By this time, G.O.M. saw growing evidence of the number of casualties suffered in the initial assault:

Going down the communication trench and across the fields near Vermelles were streams of wounded of all descriptions, a sight I don’t want to see again but will have to I’m afraid. We were a terrible time getting down the trench owing to the wounded,

especially a badly wounded sergeant on a stretcher: a chaplain was acting as stretcher bearer. The Huns were sending over occasional shrapnel and just after we got out of the trench, over came some 5.9 inch shells. We got back. I was absolutely done when we reached the village and fell out. Griffiths went on and brought back one of our lot to give a hand with my equipment etc. We joined up just before the company moved off and then we had the deuce of a march back to the chicory factory [the Special Companies’ forward base near Béthune]. After having something to eat and drink…slept until Sunday, 26th September.

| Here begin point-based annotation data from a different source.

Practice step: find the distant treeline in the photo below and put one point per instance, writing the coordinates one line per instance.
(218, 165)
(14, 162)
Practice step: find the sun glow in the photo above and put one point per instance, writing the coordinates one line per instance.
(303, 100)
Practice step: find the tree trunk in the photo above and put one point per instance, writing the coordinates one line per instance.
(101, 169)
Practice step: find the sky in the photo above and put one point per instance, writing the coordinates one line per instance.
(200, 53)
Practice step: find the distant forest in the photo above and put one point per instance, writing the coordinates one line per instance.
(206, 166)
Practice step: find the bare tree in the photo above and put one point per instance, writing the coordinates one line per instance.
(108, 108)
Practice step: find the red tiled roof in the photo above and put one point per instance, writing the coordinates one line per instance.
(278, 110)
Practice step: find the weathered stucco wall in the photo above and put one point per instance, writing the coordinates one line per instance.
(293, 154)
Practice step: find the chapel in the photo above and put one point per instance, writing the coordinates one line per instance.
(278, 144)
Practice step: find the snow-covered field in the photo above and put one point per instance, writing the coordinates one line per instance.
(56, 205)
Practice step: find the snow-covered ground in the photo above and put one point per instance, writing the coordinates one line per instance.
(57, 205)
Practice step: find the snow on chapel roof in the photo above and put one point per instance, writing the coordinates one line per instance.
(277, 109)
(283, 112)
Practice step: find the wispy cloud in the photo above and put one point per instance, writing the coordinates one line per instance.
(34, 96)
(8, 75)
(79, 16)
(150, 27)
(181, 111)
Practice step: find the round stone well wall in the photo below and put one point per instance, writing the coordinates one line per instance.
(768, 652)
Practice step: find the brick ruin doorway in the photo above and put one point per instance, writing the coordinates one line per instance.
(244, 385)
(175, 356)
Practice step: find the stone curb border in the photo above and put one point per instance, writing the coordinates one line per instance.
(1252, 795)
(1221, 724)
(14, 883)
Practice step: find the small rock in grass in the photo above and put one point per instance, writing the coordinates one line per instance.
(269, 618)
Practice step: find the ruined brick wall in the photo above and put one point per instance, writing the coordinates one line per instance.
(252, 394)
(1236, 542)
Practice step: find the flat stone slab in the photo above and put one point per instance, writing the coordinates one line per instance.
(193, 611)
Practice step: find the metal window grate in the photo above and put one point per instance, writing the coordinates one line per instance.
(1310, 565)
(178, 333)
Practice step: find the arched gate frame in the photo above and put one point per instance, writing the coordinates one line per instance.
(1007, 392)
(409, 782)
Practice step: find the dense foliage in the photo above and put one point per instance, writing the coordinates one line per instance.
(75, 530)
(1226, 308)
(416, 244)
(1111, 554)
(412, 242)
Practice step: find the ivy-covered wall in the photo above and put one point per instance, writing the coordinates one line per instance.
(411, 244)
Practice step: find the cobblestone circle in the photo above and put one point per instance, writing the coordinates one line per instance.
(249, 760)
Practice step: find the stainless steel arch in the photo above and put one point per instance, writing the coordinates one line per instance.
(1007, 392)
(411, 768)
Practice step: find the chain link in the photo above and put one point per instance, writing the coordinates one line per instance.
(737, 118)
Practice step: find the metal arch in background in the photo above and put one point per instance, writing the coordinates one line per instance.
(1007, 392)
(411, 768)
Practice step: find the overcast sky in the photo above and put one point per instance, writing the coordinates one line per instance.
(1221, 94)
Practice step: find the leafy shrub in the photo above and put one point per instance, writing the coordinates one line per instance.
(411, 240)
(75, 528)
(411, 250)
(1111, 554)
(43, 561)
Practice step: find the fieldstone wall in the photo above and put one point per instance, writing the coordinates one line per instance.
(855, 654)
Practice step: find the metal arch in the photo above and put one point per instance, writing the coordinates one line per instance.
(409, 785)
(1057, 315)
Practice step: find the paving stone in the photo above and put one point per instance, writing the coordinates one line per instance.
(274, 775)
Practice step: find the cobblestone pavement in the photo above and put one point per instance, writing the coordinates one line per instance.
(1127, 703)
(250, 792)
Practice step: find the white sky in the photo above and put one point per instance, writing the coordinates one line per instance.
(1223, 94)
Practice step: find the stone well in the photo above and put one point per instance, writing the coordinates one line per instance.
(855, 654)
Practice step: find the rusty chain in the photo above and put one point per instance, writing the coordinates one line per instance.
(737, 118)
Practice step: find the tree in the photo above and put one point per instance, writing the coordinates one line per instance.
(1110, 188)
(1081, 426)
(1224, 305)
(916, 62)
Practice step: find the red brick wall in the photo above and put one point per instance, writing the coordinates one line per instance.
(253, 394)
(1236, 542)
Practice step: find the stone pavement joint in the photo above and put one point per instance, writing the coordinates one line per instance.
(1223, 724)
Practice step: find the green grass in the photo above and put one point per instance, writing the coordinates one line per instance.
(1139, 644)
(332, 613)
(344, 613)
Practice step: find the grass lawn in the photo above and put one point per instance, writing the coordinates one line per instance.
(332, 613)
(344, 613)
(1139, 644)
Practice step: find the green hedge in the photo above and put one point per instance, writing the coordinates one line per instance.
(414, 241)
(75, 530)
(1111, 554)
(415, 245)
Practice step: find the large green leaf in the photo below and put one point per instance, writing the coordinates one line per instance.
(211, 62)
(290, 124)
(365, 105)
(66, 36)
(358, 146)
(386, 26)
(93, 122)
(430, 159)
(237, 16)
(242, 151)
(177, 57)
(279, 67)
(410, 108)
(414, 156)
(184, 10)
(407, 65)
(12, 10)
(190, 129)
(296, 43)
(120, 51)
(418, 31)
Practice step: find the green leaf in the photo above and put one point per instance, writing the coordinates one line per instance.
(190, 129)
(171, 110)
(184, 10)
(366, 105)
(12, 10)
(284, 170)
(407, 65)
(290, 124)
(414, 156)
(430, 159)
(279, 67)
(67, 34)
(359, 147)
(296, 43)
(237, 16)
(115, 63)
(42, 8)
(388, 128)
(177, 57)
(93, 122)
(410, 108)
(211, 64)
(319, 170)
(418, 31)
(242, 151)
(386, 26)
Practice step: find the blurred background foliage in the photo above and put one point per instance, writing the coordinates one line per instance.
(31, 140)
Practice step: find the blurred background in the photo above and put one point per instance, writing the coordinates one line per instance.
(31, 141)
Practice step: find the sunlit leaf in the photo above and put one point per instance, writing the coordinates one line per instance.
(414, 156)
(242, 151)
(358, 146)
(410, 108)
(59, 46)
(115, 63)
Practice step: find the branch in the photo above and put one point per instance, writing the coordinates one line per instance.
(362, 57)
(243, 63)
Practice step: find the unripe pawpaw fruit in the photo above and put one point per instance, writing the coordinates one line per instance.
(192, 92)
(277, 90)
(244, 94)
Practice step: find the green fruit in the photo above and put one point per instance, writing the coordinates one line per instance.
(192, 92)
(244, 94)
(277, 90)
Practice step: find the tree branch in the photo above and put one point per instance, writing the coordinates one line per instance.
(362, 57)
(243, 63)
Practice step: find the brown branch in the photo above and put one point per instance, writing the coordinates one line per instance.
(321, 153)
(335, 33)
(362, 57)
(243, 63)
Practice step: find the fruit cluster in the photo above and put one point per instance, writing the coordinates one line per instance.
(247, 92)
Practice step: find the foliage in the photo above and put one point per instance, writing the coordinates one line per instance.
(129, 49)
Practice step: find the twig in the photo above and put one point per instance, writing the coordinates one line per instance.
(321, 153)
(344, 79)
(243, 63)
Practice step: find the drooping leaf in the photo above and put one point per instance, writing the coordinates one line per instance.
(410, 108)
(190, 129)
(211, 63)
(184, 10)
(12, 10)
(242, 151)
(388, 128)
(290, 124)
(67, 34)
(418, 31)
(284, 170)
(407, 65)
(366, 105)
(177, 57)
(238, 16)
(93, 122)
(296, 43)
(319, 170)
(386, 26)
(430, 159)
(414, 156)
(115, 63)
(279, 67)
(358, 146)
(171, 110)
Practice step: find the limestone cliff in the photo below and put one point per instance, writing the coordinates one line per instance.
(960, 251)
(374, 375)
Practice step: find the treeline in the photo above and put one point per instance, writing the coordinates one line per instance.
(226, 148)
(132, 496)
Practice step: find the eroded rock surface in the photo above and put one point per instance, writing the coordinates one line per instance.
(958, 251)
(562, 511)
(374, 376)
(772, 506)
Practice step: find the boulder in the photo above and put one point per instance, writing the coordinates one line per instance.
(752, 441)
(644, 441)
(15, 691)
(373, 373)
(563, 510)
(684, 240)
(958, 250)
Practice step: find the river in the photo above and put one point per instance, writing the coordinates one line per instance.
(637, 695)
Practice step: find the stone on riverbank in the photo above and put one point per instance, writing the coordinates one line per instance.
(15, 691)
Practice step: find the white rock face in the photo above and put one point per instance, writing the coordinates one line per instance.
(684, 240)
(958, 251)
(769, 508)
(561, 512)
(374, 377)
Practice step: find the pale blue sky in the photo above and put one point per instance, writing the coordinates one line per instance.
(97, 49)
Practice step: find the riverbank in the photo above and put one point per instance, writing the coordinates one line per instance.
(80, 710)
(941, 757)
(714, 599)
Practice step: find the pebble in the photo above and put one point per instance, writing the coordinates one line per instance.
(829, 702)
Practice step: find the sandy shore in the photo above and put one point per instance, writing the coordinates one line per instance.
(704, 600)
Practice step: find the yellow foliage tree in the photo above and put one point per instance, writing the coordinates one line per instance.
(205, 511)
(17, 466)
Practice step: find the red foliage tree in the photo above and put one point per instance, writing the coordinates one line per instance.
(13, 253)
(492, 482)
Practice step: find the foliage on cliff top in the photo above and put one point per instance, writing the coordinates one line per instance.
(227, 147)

So ended, for a fortunate survivor, the first day of the Battle of Loos. However, fierce fighting continued until 28th September. The ground gained initially in the advance was soon recovered by the Germans. There were over 60,000 British dead, wounded, taken prisoner of war and missing: German casualties were probably about half this figure. Some units were virtually wiped out. For example, of the nineteen officers of 6th King’s Own Scottish Borderers, twelve were killed and the remaining seven wounded: all but one of its sergeants and corporals were cut down and over 600 privates. 70 per cent of the 2nd Bn Royal Warwickshires were mown down before they reached the enemy front line. To the north, it was the same story with the 5th Bn Cameron Highlanders: out of 800 officers and men, only two officers and 70 men were left standing. Even some of G.O.M’s comrades in the RE Special Companies were killed or wounded by shelling though they had never left their own front line. Others were gassed by their own gas cylinders.

It is difficult to avoid the conclusion that the Battle of Loos was a grisly rehearsal for the Battle of the Somme in July the following year.